After spending several days as a snotty, coughy, achy, feverish petri dish, I’m upright once again and ready to continue my grand tradition of blogcrastination. Blogcrastination is a beautiful, versatile, made-up little term. It refers both to blogging when I should be doing something else and to doing something else when I should be blogging. As you might have noticed, I’ve trended a bit more toward the latter lately, the snot factory notwithstanding.
Here’s my trouble: Being given to protracted bouts of curmudgeonly snark, I generally pull up the keyboard only when I’m irked about something. I can be piercing or catty or wittily critical all day long–and we’ll skip the psychoanalysis portion of today’s post, if you don’t mind. Suffice it to say that I hold that humor and martinis are both best served dry, dry, dry, and some folks don’t appreciate the flavor.

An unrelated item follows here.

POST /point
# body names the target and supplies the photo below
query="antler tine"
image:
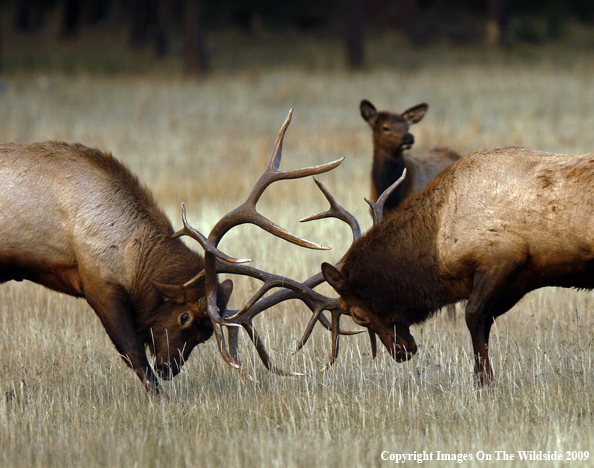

I’ve been reading a lot about yoga and meditation lately, and trying my hand at some of it. As I’ve mentioned, I’m boldly going where most rationally inclined, left-brain types never do, trying to pick up a little skill at energy work, and using it to get more deeply acquainted with myself. It’s heady stuff, and feels more true than anything I’ve ever encountered. My guts, my bones, my atoms know that I’m onto something, and I want to learn more.
So I have a conflict: how does an inveterate sarcastic become adept at a practice that’s ultimately rooted in the purest form of love and compassion? How does a judgmental snark become a yogi who really does see and honor that spark of the divine that’s in all of us? I want to have my cake and eat it too… and we all know how that turns out.
I wrote an appropriate, if ever-so-slightly tangential take on this dilemma some time ago over here. It bears repeating.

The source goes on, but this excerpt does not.